- Episode no.: Season 19 Episode 2
- Directed by: Trey Parker
- Written by: Trey Parker
- Production code: 1902
- Original air date: September 23, 2015

Episode chronology
| ← Previous "Stunning and Brave" | Next → "The City Part of Town" |
- South Park season 19

= Where My Country Gone? =

"Where My Country Gone?" is the second episode of the nineteenth season of the animated television series South Park, and the 259th episode overall, written and directed by series co-creator Trey Parker. The episode premiered on Comedy Central on September 23, 2015. It parodies illegal immigration to the United States and the 2016 presidential candidacy of Donald Trump, along with Caitlyn Jenner and political correctness.

==Plot==
Kyle Broflovski is unwillingly honored at the White House by Barack Obama for his acceptance of Caitlyn Jenner (in the previous episode). His reward is to be driven back home by Jenner, who runs over a pedestrian while leaving the White House (in reference to Jenner's real life collision).

Mr. Garrison observes that many Canadians have entered the United States illegally, placing many Canadian students in South Park Elementary. When he reacts intolerantly to a group of them disrupting his class, PC Principal forces the entire faculty to take "Canadian-language" night classes to better help their Canadian students. Garrison reacts to this by composing a song, "Where My Country Gone?" lamenting how illegal immigration has ruined his country. He uses the song to rally the townspeople to his cause. When Garrison interrupts a school presentation on Canadian history, he is fired, stirring tension between American and Canadian students. Eric Cartman and his friends decide that the only way to bring peace is to encourage a romantic relationship between the factions: they appoint Butters Stotch to ask out a Canadian girl.

Garrison gets the entire town behind his proposal to literally "fuck the Canadians to death", then build a wall to prevent further illegal immigration from Canada. However, it is discovered that Canada has already built an immense border wall of its own, to (according to a Canada border guard) prevent Americans from raping Canadian women and preserve Canada's "cool shit". To find out what "cool shit" they are hiding, Garrison sneaks into Canada by going over Niagara Falls in a barrel.

Meanwhile, Butters begins dating a Canadian girl named Charlotte. The two find themselves falling in love. At dinner with her family, he learns that they and other Canadians left Canada unwillingly.

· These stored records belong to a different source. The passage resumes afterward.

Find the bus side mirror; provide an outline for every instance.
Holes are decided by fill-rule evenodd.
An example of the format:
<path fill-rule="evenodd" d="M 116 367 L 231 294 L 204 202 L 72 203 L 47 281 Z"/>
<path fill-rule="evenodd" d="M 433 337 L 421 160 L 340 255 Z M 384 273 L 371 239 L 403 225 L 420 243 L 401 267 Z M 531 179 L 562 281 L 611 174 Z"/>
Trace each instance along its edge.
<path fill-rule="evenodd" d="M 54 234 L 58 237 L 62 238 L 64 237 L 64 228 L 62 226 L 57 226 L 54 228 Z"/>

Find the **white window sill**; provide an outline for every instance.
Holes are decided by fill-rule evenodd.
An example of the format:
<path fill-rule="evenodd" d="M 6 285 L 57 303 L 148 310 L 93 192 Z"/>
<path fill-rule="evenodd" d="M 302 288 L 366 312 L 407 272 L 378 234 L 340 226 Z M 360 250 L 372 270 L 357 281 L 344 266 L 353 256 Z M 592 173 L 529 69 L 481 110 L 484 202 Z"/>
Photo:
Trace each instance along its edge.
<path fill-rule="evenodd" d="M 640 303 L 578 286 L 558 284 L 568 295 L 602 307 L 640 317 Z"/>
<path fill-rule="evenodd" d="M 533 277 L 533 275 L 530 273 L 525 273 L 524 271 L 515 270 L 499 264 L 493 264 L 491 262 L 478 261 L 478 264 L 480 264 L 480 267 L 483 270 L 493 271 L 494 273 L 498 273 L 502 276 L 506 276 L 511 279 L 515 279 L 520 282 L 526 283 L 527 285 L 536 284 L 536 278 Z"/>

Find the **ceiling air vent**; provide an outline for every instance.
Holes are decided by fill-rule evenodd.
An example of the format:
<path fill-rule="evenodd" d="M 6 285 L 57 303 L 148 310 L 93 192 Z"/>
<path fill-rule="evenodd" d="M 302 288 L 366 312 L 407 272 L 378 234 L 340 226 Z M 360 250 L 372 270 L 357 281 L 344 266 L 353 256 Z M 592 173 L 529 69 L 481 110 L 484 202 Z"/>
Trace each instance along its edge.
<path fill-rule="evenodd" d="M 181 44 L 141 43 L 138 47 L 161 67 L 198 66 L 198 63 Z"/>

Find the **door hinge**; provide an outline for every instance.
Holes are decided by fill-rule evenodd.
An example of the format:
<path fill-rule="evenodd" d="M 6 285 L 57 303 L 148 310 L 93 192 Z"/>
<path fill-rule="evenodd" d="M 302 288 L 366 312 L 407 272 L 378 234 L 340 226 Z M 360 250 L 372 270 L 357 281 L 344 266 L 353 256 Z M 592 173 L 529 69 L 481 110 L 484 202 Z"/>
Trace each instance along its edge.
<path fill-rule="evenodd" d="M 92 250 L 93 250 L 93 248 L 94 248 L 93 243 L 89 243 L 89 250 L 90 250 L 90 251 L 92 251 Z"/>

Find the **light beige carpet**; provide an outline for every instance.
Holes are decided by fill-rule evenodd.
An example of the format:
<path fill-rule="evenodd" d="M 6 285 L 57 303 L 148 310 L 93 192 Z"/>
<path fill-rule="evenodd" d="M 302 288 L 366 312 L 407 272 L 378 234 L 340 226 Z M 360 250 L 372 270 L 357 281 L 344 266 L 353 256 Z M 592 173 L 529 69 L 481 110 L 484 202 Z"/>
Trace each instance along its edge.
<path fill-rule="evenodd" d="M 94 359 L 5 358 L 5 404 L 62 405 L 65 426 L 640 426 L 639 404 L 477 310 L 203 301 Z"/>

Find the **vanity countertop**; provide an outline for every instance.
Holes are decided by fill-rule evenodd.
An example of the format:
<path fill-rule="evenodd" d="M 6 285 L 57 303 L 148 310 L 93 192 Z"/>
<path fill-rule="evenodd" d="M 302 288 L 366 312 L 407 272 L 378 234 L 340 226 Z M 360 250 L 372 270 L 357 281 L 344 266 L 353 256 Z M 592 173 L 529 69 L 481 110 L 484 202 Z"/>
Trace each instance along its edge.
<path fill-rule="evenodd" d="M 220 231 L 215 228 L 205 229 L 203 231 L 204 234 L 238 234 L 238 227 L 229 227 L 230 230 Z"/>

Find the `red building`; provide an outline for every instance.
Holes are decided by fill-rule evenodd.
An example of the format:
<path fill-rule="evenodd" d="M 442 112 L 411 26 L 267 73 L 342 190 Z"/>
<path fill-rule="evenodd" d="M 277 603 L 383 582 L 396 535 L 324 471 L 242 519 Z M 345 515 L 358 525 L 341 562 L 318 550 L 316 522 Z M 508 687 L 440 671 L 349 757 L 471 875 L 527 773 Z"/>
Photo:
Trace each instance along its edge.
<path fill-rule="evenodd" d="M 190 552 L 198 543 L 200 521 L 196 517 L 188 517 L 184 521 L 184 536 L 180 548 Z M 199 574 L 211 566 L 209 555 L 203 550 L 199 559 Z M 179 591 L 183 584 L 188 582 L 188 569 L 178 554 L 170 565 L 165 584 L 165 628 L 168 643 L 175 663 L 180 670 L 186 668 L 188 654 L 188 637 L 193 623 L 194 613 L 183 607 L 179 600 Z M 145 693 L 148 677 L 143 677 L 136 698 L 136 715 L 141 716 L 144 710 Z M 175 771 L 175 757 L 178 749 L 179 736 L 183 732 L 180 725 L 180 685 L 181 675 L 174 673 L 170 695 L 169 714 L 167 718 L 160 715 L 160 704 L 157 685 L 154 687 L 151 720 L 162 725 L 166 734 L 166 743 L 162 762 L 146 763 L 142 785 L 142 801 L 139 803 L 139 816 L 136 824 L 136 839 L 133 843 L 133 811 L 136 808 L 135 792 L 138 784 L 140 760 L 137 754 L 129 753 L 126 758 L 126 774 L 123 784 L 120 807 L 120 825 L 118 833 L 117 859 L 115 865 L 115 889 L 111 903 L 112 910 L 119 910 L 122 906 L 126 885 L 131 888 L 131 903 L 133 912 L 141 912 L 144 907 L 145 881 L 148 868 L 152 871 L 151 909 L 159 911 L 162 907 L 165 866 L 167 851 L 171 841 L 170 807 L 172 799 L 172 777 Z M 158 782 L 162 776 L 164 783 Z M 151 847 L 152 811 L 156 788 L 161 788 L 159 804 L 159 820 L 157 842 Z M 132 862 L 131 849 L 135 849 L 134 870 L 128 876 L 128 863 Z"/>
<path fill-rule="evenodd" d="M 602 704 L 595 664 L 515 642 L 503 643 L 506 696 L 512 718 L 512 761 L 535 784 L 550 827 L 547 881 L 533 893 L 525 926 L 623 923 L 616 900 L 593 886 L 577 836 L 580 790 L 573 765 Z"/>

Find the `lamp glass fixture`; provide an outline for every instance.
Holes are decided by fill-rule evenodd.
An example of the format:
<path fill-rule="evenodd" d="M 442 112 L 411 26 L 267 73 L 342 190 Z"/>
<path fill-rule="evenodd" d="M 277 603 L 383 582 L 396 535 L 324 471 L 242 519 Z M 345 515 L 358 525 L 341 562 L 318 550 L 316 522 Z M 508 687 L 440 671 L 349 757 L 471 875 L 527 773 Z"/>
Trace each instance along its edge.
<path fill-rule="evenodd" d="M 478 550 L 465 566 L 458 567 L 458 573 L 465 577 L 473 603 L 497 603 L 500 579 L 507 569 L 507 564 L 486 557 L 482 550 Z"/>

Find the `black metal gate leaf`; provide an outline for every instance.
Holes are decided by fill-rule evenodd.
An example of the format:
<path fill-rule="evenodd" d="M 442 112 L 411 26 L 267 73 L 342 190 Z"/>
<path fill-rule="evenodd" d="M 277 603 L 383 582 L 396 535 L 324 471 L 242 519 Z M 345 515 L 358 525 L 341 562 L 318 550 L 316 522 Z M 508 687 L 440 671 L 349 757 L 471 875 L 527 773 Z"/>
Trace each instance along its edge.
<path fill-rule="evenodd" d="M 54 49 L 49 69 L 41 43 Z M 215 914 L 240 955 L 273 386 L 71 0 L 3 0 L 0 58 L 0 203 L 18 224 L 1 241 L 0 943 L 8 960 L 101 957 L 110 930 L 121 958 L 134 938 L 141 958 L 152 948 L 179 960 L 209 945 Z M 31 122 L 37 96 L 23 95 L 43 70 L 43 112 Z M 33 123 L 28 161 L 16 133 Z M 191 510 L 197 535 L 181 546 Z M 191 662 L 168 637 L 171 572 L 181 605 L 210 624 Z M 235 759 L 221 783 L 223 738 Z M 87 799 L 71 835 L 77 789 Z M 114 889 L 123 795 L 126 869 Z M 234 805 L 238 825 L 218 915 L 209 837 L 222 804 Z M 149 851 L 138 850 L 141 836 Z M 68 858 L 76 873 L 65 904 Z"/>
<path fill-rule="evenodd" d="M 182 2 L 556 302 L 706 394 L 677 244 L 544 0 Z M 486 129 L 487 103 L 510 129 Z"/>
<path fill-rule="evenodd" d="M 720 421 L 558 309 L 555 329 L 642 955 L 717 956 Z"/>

Charlotte's father explains that during the last Canadian election there was a brash candidate (a parody of Donald Trump and his positions on immigration) that said outrageous things without offering realistic solutions to problems. Everyone thought it was funny, and thus did not take him seriously as a candidate. He was elected, to their chagrin, because they let the joke go on for too long and neglected to vote against him. After dinner, Butters reveals his romantic feelings for Charlotte, who reciprocates.

Barely surviving his jaunt across the border, Garrison finds that Canada has become a deserted wasteland and heads to the President's office. There, a physical altercation ensues between the two, which ends when Garrison gains the upper hand and rapes the Canadian President to death. Upon hearing the news that the Canadian President is dead, the emigrants – including Charlotte's family – return to Canada. Back in the United States, Garrison attributes the "win" to his policy. Kyle starts to point out that the conflict actually stemmed from such hostile policies but suddenly goes silent because "no one wants another speech". Garrison tells the people of South Park that he will join the 2016 campaign for President of the United States with his running mate, Caitlyn Jenner. The two leave for Washington, D.C. in a car driven by Jenner, who immediately runs over another pedestrian.

==Reception==
"Where My Country Gone?" received positive reviews. IGN's Max Nicholson gave the episode an 8.0 out of 10, concluding "This week's South Park improved on the first, offering both a scathing satire and a clear target: Donald Trump. With the help of both Mr. Garrison and Butters (and Canadian Donald Trump), 'Where My Country Gone?' proved to be a surprisingly enjoyable entry". Chris Longo from Den of Geek rated it 4 out of 5 stars and said in his review that "this was an episode that should be satisfying even for those who have been put off by the constant flavor of the week references and faux cameos." Writing for The A.V. Club, Dan Caffrey gave an A− rating to the episode, enjoying the way that it had built on the previous episode and the parody of Donald Trump, although finding Caitlyn Jenner's physical appearance "more than a little nasty". Rolling Stone writer Jon Blistein praised Mr. Garrison's campaign to rid America of Canadians as "hilariously ignorant".